Towards the synthesis of an acetal-free TF antigen from glucosamine

Alumni Auditorium B

UWill Discover 2018 Abstract Asma Ghafoor, Iraj Sadraei, John F. Trant Towards the synthesis of an acetal-free TF antigen from glucosamine Carbohydrates make up many of the key molecules in our body, especially those involved in signaling, and these systems are of growing interest in regard to better understanding and treating diseases. Carbohydrates are increasingly being found to play an important role in the immunogenic responses to different microbial infections and even to cancer. In terms of cancers, certain carbohydrates have been found to be expressed only on the surface of carcinomas: they are not found on healthy cells. The TF antigen, a simple disaccharide, is one such marker and is found on >85% of all carcinomas regardless of organ (ie breast, ovarian, cervical, prostate, lung, liver etc.); however, the immune system is not good at identifying carbohydrates. Consequently, we need to design new synthetic vaccines to draw attention to these targets so that the body can initiate an immune response to kill the cancer., Unfortunately, the highly biodegradable nature of carbohydrates, when exposed to various pH conditions and enzymes in the body, make it difficult to use carbohydrates in vivo. As a result, extensive and complex syntheses must be carried out to create disaccharides with better enzymatic resistance, so that they can exist long enough to initiate the immune response.
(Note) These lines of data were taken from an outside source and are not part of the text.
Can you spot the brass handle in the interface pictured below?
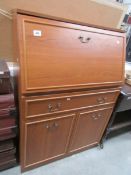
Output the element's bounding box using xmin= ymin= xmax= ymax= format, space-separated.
xmin=48 ymin=103 xmax=61 ymax=112
xmin=97 ymin=97 xmax=107 ymax=104
xmin=78 ymin=36 xmax=91 ymax=43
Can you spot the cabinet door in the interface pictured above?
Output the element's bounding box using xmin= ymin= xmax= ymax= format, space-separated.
xmin=70 ymin=108 xmax=112 ymax=152
xmin=16 ymin=15 xmax=124 ymax=93
xmin=24 ymin=114 xmax=75 ymax=167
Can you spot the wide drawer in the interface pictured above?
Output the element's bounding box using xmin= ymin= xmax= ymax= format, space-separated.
xmin=19 ymin=15 xmax=125 ymax=94
xmin=22 ymin=90 xmax=119 ymax=118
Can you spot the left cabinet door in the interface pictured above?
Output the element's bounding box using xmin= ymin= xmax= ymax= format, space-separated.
xmin=22 ymin=114 xmax=75 ymax=169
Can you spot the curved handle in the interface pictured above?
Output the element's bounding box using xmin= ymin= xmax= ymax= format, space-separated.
xmin=45 ymin=122 xmax=59 ymax=130
xmin=48 ymin=103 xmax=61 ymax=112
xmin=78 ymin=36 xmax=91 ymax=43
xmin=92 ymin=113 xmax=102 ymax=120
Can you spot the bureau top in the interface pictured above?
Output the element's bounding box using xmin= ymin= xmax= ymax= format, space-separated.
xmin=12 ymin=9 xmax=125 ymax=33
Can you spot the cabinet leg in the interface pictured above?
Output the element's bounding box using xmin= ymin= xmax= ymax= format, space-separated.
xmin=98 ymin=142 xmax=104 ymax=149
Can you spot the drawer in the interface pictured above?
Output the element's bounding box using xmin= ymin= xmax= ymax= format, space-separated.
xmin=19 ymin=16 xmax=124 ymax=93
xmin=22 ymin=90 xmax=119 ymax=118
xmin=0 ymin=94 xmax=15 ymax=110
xmin=0 ymin=117 xmax=16 ymax=130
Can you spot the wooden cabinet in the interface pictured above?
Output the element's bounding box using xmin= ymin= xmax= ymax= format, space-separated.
xmin=25 ymin=114 xmax=75 ymax=167
xmin=69 ymin=108 xmax=112 ymax=152
xmin=14 ymin=10 xmax=126 ymax=171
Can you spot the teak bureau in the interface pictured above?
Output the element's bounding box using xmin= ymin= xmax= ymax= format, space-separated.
xmin=14 ymin=10 xmax=126 ymax=171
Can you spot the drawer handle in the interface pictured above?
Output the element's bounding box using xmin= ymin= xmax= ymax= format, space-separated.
xmin=97 ymin=97 xmax=107 ymax=104
xmin=78 ymin=36 xmax=91 ymax=43
xmin=48 ymin=103 xmax=61 ymax=112
xmin=92 ymin=114 xmax=102 ymax=120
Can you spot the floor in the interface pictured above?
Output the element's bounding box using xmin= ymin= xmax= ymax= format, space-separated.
xmin=0 ymin=132 xmax=131 ymax=175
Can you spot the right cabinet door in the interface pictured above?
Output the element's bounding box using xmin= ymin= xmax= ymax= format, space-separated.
xmin=69 ymin=108 xmax=112 ymax=152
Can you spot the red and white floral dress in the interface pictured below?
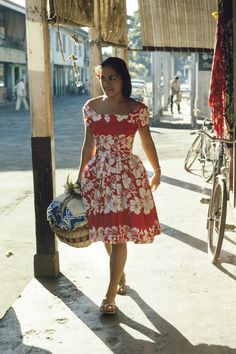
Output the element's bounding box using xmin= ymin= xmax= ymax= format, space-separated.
xmin=81 ymin=104 xmax=160 ymax=244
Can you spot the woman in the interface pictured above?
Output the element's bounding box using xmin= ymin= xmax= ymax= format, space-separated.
xmin=78 ymin=57 xmax=160 ymax=314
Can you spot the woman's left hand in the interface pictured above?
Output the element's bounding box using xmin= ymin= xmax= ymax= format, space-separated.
xmin=150 ymin=171 xmax=161 ymax=192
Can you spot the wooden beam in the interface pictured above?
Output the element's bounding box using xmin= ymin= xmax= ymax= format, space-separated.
xmin=89 ymin=0 xmax=102 ymax=97
xmin=26 ymin=0 xmax=59 ymax=277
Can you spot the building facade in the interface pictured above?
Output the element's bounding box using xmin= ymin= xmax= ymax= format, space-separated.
xmin=0 ymin=0 xmax=27 ymax=102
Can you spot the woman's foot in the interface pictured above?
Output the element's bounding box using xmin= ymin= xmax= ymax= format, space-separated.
xmin=99 ymin=299 xmax=118 ymax=315
xmin=116 ymin=274 xmax=126 ymax=295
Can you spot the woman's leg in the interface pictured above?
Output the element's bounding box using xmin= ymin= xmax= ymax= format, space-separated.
xmin=105 ymin=243 xmax=126 ymax=295
xmin=106 ymin=243 xmax=127 ymax=304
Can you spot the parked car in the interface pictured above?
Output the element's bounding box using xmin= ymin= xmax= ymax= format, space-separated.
xmin=131 ymin=79 xmax=151 ymax=108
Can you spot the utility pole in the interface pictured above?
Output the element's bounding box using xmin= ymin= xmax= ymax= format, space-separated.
xmin=89 ymin=0 xmax=102 ymax=97
xmin=25 ymin=0 xmax=59 ymax=277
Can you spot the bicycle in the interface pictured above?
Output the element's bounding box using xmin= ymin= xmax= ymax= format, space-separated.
xmin=207 ymin=139 xmax=235 ymax=264
xmin=184 ymin=115 xmax=215 ymax=182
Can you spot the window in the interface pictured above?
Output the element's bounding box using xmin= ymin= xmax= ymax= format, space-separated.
xmin=62 ymin=33 xmax=66 ymax=53
xmin=0 ymin=12 xmax=5 ymax=38
xmin=55 ymin=32 xmax=60 ymax=52
xmin=0 ymin=63 xmax=5 ymax=87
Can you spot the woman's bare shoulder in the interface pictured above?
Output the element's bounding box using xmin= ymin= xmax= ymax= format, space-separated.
xmin=129 ymin=98 xmax=147 ymax=112
xmin=85 ymin=96 xmax=104 ymax=110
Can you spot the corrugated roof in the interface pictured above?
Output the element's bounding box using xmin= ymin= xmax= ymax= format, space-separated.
xmin=139 ymin=0 xmax=218 ymax=51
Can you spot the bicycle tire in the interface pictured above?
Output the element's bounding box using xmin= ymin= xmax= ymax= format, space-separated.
xmin=184 ymin=135 xmax=201 ymax=172
xmin=208 ymin=175 xmax=227 ymax=264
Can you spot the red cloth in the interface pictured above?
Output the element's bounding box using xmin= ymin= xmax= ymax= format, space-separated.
xmin=209 ymin=12 xmax=226 ymax=138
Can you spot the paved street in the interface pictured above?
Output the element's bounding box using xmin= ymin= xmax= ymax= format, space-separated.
xmin=0 ymin=96 xmax=236 ymax=354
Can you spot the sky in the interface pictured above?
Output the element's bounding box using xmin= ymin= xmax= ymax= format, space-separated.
xmin=10 ymin=0 xmax=138 ymax=15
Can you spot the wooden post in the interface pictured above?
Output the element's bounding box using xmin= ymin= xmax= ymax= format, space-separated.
xmin=89 ymin=0 xmax=102 ymax=97
xmin=231 ymin=1 xmax=236 ymax=209
xmin=26 ymin=0 xmax=59 ymax=277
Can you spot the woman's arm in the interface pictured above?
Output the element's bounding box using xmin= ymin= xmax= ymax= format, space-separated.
xmin=138 ymin=125 xmax=161 ymax=191
xmin=77 ymin=127 xmax=96 ymax=181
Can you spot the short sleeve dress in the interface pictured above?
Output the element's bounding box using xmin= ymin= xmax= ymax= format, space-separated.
xmin=81 ymin=104 xmax=160 ymax=244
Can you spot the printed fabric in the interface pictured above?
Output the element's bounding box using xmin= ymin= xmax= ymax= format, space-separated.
xmin=81 ymin=104 xmax=160 ymax=244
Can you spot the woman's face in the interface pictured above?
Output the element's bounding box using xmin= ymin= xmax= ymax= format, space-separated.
xmin=100 ymin=66 xmax=123 ymax=97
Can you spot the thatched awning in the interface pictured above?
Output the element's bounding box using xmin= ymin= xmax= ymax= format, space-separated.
xmin=49 ymin=0 xmax=127 ymax=47
xmin=139 ymin=0 xmax=218 ymax=51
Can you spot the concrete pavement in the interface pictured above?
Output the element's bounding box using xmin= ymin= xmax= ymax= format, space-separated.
xmin=0 ymin=95 xmax=236 ymax=354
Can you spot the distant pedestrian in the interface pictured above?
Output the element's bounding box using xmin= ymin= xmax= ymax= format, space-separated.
xmin=170 ymin=76 xmax=181 ymax=114
xmin=15 ymin=79 xmax=29 ymax=111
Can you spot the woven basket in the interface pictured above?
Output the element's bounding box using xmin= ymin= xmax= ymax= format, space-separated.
xmin=51 ymin=225 xmax=91 ymax=248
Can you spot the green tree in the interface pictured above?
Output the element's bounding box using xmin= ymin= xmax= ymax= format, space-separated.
xmin=128 ymin=11 xmax=151 ymax=80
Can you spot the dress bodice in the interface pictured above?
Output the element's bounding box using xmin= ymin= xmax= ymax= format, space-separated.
xmin=83 ymin=104 xmax=149 ymax=155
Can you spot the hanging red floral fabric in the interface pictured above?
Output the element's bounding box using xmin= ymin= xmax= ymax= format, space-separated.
xmin=209 ymin=6 xmax=225 ymax=137
xmin=209 ymin=1 xmax=234 ymax=137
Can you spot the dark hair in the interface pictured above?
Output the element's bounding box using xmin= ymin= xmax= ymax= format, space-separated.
xmin=101 ymin=57 xmax=132 ymax=98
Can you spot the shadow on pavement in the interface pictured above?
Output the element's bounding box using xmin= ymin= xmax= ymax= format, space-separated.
xmin=148 ymin=171 xmax=211 ymax=196
xmin=161 ymin=224 xmax=207 ymax=253
xmin=0 ymin=308 xmax=52 ymax=354
xmin=40 ymin=274 xmax=236 ymax=354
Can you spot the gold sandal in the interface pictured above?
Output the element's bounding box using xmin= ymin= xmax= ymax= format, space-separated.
xmin=116 ymin=282 xmax=126 ymax=295
xmin=99 ymin=299 xmax=118 ymax=315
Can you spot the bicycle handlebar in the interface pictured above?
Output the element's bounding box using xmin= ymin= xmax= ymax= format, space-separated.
xmin=199 ymin=130 xmax=236 ymax=145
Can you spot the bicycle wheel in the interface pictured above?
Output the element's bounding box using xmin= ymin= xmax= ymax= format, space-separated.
xmin=208 ymin=175 xmax=227 ymax=264
xmin=184 ymin=135 xmax=201 ymax=172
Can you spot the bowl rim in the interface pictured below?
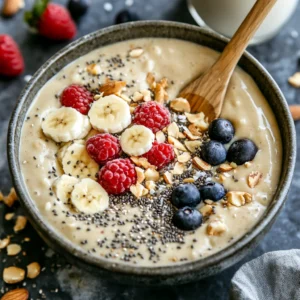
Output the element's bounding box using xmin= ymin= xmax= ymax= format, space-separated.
xmin=7 ymin=21 xmax=296 ymax=276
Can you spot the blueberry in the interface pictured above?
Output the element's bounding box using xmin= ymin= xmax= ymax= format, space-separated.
xmin=199 ymin=182 xmax=226 ymax=201
xmin=201 ymin=141 xmax=226 ymax=166
xmin=227 ymin=139 xmax=258 ymax=165
xmin=68 ymin=0 xmax=91 ymax=20
xmin=171 ymin=184 xmax=201 ymax=208
xmin=208 ymin=119 xmax=235 ymax=144
xmin=173 ymin=207 xmax=202 ymax=230
xmin=115 ymin=10 xmax=140 ymax=24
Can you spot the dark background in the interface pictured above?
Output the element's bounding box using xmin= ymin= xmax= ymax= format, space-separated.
xmin=0 ymin=0 xmax=300 ymax=300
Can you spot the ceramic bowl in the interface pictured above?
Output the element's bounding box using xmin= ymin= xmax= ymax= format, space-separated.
xmin=8 ymin=21 xmax=296 ymax=285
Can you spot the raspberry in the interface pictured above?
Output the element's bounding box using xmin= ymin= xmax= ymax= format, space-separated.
xmin=60 ymin=84 xmax=94 ymax=115
xmin=133 ymin=101 xmax=171 ymax=133
xmin=98 ymin=158 xmax=136 ymax=195
xmin=86 ymin=133 xmax=121 ymax=165
xmin=143 ymin=142 xmax=175 ymax=169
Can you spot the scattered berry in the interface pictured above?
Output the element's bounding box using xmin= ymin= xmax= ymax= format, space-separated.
xmin=25 ymin=0 xmax=76 ymax=41
xmin=201 ymin=141 xmax=226 ymax=166
xmin=68 ymin=0 xmax=91 ymax=20
xmin=208 ymin=119 xmax=235 ymax=144
xmin=199 ymin=182 xmax=226 ymax=201
xmin=133 ymin=101 xmax=171 ymax=133
xmin=173 ymin=207 xmax=202 ymax=230
xmin=227 ymin=139 xmax=258 ymax=165
xmin=143 ymin=141 xmax=175 ymax=169
xmin=86 ymin=133 xmax=121 ymax=165
xmin=0 ymin=34 xmax=24 ymax=77
xmin=171 ymin=184 xmax=201 ymax=208
xmin=60 ymin=84 xmax=94 ymax=115
xmin=115 ymin=9 xmax=140 ymax=24
xmin=98 ymin=158 xmax=136 ymax=195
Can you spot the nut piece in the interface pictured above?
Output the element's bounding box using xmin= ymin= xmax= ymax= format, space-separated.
xmin=129 ymin=48 xmax=144 ymax=58
xmin=145 ymin=168 xmax=159 ymax=181
xmin=288 ymin=72 xmax=300 ymax=88
xmin=14 ymin=216 xmax=27 ymax=232
xmin=206 ymin=220 xmax=227 ymax=236
xmin=192 ymin=156 xmax=211 ymax=171
xmin=3 ymin=267 xmax=25 ymax=284
xmin=184 ymin=141 xmax=202 ymax=153
xmin=226 ymin=191 xmax=252 ymax=207
xmin=99 ymin=81 xmax=126 ymax=96
xmin=135 ymin=167 xmax=145 ymax=183
xmin=6 ymin=244 xmax=22 ymax=256
xmin=170 ymin=98 xmax=191 ymax=113
xmin=27 ymin=262 xmax=41 ymax=279
xmin=247 ymin=171 xmax=262 ymax=189
xmin=1 ymin=288 xmax=29 ymax=300
xmin=130 ymin=183 xmax=148 ymax=198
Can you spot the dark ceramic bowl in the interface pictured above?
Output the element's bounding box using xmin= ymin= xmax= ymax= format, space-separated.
xmin=8 ymin=21 xmax=296 ymax=285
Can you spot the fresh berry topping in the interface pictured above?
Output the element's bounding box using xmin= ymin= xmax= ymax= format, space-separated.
xmin=173 ymin=207 xmax=202 ymax=230
xmin=208 ymin=119 xmax=235 ymax=144
xmin=86 ymin=133 xmax=121 ymax=165
xmin=171 ymin=184 xmax=201 ymax=208
xmin=199 ymin=182 xmax=226 ymax=201
xmin=0 ymin=34 xmax=24 ymax=77
xmin=60 ymin=84 xmax=94 ymax=115
xmin=25 ymin=0 xmax=76 ymax=41
xmin=115 ymin=9 xmax=140 ymax=24
xmin=201 ymin=141 xmax=226 ymax=166
xmin=227 ymin=139 xmax=258 ymax=165
xmin=143 ymin=142 xmax=175 ymax=169
xmin=68 ymin=0 xmax=91 ymax=19
xmin=133 ymin=101 xmax=171 ymax=133
xmin=98 ymin=158 xmax=136 ymax=195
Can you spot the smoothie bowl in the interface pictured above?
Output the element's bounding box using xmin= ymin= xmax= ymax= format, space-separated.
xmin=8 ymin=22 xmax=296 ymax=284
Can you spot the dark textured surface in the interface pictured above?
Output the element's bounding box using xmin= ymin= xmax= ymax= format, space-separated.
xmin=0 ymin=0 xmax=300 ymax=300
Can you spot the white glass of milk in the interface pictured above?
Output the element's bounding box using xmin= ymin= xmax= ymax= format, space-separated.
xmin=187 ymin=0 xmax=298 ymax=44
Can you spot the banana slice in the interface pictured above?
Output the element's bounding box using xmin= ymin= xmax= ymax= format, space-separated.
xmin=41 ymin=107 xmax=91 ymax=143
xmin=89 ymin=95 xmax=131 ymax=133
xmin=71 ymin=178 xmax=109 ymax=214
xmin=120 ymin=125 xmax=155 ymax=156
xmin=52 ymin=174 xmax=79 ymax=203
xmin=62 ymin=143 xmax=99 ymax=180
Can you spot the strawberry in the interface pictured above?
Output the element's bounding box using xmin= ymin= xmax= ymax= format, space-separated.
xmin=25 ymin=0 xmax=77 ymax=41
xmin=0 ymin=34 xmax=24 ymax=77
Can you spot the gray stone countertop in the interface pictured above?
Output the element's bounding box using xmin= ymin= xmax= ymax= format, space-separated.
xmin=0 ymin=0 xmax=300 ymax=300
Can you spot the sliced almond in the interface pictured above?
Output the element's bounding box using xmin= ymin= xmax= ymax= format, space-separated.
xmin=163 ymin=171 xmax=173 ymax=184
xmin=192 ymin=156 xmax=211 ymax=171
xmin=99 ymin=81 xmax=126 ymax=96
xmin=168 ymin=136 xmax=187 ymax=151
xmin=27 ymin=262 xmax=41 ymax=279
xmin=129 ymin=47 xmax=144 ymax=58
xmin=14 ymin=216 xmax=27 ymax=232
xmin=170 ymin=98 xmax=191 ymax=113
xmin=155 ymin=131 xmax=166 ymax=144
xmin=1 ymin=288 xmax=29 ymax=300
xmin=168 ymin=122 xmax=179 ymax=139
xmin=135 ymin=167 xmax=145 ymax=183
xmin=145 ymin=168 xmax=160 ymax=181
xmin=184 ymin=141 xmax=202 ymax=153
xmin=177 ymin=152 xmax=191 ymax=163
xmin=207 ymin=220 xmax=227 ymax=236
xmin=247 ymin=171 xmax=262 ymax=189
xmin=226 ymin=191 xmax=252 ymax=207
xmin=86 ymin=64 xmax=102 ymax=76
xmin=3 ymin=267 xmax=25 ymax=284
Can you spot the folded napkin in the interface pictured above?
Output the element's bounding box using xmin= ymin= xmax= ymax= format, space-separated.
xmin=230 ymin=249 xmax=300 ymax=300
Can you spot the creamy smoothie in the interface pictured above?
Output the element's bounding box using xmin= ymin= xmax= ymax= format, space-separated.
xmin=20 ymin=38 xmax=282 ymax=267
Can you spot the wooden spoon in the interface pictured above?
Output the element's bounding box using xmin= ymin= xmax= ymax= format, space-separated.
xmin=179 ymin=0 xmax=277 ymax=121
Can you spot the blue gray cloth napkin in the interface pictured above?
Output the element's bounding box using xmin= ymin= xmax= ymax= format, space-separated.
xmin=230 ymin=250 xmax=300 ymax=300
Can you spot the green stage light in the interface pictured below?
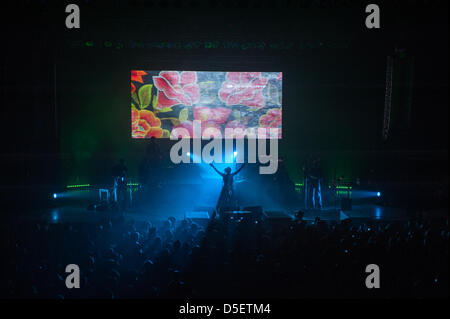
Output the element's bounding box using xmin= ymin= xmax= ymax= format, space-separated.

The Trant Team hopes to create more stable carbohydrates by removing the unstable acetal group by replacing the exo-cyclic oxygen with a methylene group; this class of materials are known as C-glycosides. This presentation will explore our approach of using glucosamine as a starting product to produce this challenging target, and describe the potential application of this technology towards cancer therapy.